Stir Up Sunday is a tradition which dates back to Victorian times where families would prepare and stir their Christmas pudding ingredients. This year it falls on 20th November and we’ve put some interesting facts and tips together for you.
Stir Up Sunday facts
- The name ‘Stir Up Sunday’ comes from the Book of Common Prayer which is read on this Sunday before Advent at church, “Stir up, we beseech thee, O Lord.”
- It’s tradition for each family member to stir the mix from East to West (this is in honour of the Three Wise Men who visited baby Jesus) and to make a wish!
- Preparing the Christmas pudding weeks in advance allows time for the ingredients to mature. This makes a flavoursome Christmas pudding with delicious, spicy aromas.
- Adding coins into the pudding mix apparently brought good luck to whoever found one while eating their pud. We wouldn’t advise that however as it can be unhygienic, could get swallowed, or may chip your teeth.

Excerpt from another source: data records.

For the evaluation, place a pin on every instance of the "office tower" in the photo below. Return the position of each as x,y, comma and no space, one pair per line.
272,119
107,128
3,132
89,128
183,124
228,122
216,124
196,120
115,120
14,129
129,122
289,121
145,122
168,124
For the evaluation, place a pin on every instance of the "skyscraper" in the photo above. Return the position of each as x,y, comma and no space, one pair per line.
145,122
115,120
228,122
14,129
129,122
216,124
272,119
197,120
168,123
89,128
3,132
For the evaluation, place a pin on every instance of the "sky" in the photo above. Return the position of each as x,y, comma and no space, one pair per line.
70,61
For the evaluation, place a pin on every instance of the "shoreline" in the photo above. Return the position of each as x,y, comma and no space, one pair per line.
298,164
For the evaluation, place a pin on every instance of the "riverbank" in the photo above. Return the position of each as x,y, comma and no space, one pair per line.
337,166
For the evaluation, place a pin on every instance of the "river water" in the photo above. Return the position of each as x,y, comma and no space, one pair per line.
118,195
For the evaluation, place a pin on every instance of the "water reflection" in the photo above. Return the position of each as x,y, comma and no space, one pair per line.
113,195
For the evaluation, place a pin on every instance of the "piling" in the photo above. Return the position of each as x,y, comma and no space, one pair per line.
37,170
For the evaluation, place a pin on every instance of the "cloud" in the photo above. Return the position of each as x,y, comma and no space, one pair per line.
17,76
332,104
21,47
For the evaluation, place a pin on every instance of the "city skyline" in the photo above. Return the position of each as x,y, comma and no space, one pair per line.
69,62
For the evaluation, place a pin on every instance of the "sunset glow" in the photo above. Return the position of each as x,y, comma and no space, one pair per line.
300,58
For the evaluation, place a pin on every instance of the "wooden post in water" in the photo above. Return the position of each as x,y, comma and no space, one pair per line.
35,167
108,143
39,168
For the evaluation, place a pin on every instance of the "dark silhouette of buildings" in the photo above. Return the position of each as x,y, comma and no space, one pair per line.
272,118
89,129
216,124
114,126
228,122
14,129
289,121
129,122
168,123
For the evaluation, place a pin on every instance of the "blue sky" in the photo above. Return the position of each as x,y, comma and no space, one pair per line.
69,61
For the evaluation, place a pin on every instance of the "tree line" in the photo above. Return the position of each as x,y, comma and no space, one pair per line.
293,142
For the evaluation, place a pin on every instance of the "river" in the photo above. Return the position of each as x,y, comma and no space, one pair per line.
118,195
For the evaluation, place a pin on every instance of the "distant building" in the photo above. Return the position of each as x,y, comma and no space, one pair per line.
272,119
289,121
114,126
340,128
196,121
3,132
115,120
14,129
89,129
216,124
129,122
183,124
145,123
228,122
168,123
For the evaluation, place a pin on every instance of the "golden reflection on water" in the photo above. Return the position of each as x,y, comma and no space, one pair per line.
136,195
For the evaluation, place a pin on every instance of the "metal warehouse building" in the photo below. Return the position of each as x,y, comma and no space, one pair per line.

- Christmas pudding is traditionally decorated with holly. Since holly berries are very toxic, we’d suggest making your own edible holly using Jane Asher’s roll-out icing and decorations.
Tips for your Christmas Pudding
Click here to read Jane Asher’s recipe for her Traditional Christmas Pudding. Here are some tips to ensure that your Christmas pudding tastes its best and bakes well.
- Buy fresh ingredients – don’t be tempted to use spices that have been in the back of the cupboard or unused since last year. The pudding will taste its best with fresh ingredients.
- Set aside the whole day to prepare your ingredients – chop, mix and steam your ingredients without rushing.
- If you don’t want to use beef suet, use vegetarian suet or grated butter.
- Add breadcrumbs to the mix – this’ll make your pud light in texture.
- If you’re using a pudding basin, tie string around the rim of the basin to secure the paper and foil and make a string handle so you can lift the pudding out of the pan easily.